# Kindle and Kindle app not syncing



## angiebee (Oct 18, 2010)

In the past week or two my Kindle and the Kindle app on my iPod Touch have not been syncing properly. I made sure Whispernet is turned on (turned it off, then back on after someone suggested doing so). I have also tried syncing from both the book and the home menus. Still no luck. When I recently started reading a book on my iPod Touch, I ended up having to look up the location number and enter it on my Kindle device.

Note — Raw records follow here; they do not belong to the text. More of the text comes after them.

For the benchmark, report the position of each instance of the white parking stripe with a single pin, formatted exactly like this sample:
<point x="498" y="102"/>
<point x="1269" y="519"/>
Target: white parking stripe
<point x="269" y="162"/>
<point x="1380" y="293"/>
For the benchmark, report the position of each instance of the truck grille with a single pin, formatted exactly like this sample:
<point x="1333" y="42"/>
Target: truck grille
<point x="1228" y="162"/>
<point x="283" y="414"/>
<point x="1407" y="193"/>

Any suggestions of what to try? I've done a little googling and poked around at the Amazon Kindle FAQ's, but haven't found a solution yet.

Thanks!
Angie B.


----------



## screwballl (Jan 4, 2011)

There are a few main things to look for...

1) On the amazon website, there is something relating to "device sync settings"...

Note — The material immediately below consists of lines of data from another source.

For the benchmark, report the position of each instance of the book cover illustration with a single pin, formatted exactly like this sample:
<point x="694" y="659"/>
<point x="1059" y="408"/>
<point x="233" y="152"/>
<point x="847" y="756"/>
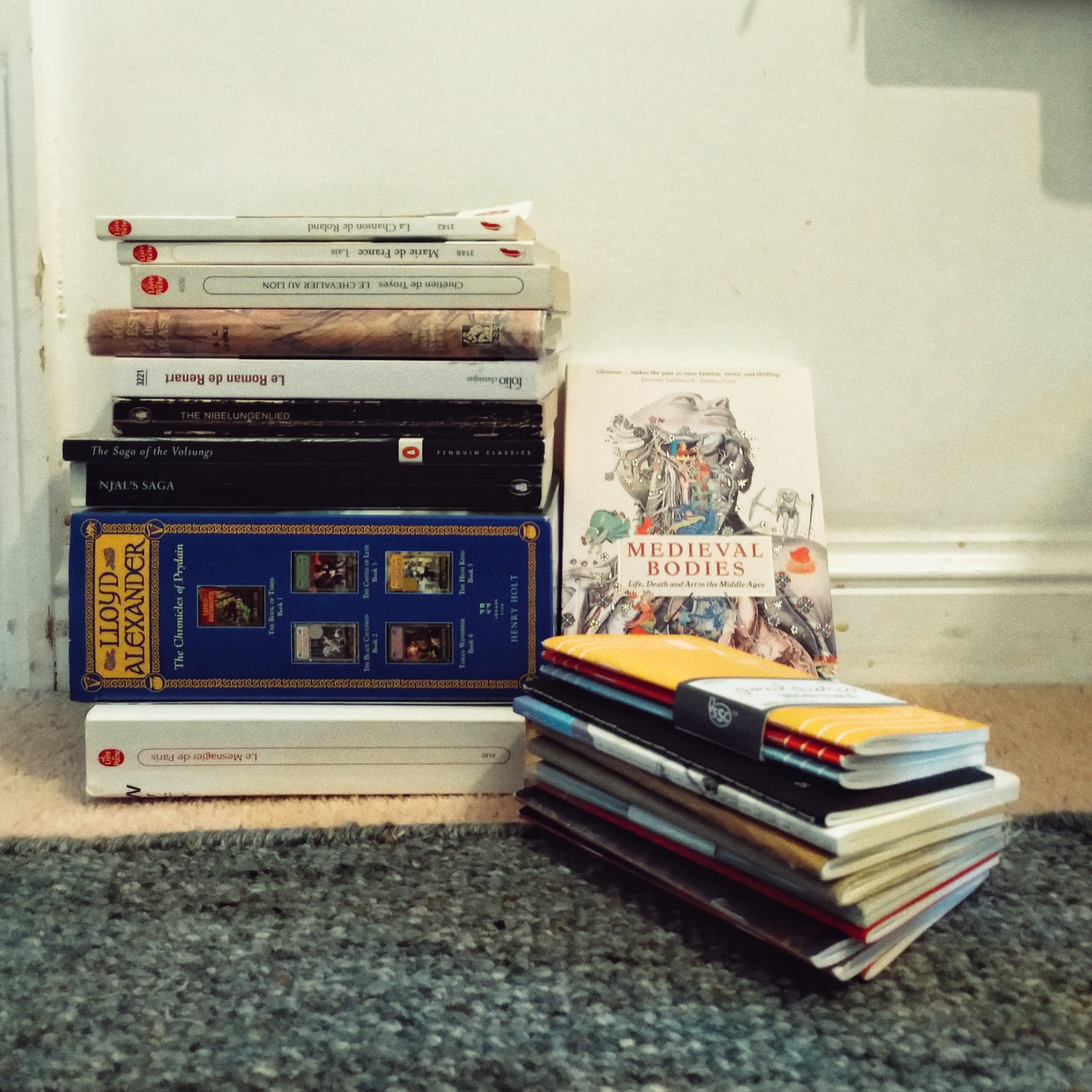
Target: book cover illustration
<point x="323" y="606"/>
<point x="256" y="416"/>
<point x="694" y="507"/>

My Account > Manage Your Kindle > at very bottom is Manage synchronization between devices

Off to the right is a button, above it should say:



> Synchronization is turned ON for (your name)


If it says OFF, then turn it on.

2) On the ipod Kindle app, make sure you purposely tell it to sync before closing/shutting off the device/app. This forces it to make sure it syncs with Amazon.

3) Turn Wireless and/or 3G on for the Kindle. Press Menu, choose "Sync & Check for Items"... give it 1-3 minutes until the top bar stops flashing and changing. Check to see if the book has synced, if it has, then turn wireless off if you usually keep it off, and continue reading.


----------



## caseyf6 (Mar 28, 2010)

I've had the same problem with my iphone 3gs; I bet I'm forgetting the second of these.  The Kindle can never "find" where I am on the book, but the iphone never has a problem.  Thanks!


----------



## elnero (Jan 23, 2011)

I don't know if this will help or not, from the home screen of the Kindle App touch the i icon in the bottom right corner, scroll to the bottom of the page and check that Annotations Backup is on, if it is off turn it on and see if that works. It solved the same problem for me.


----------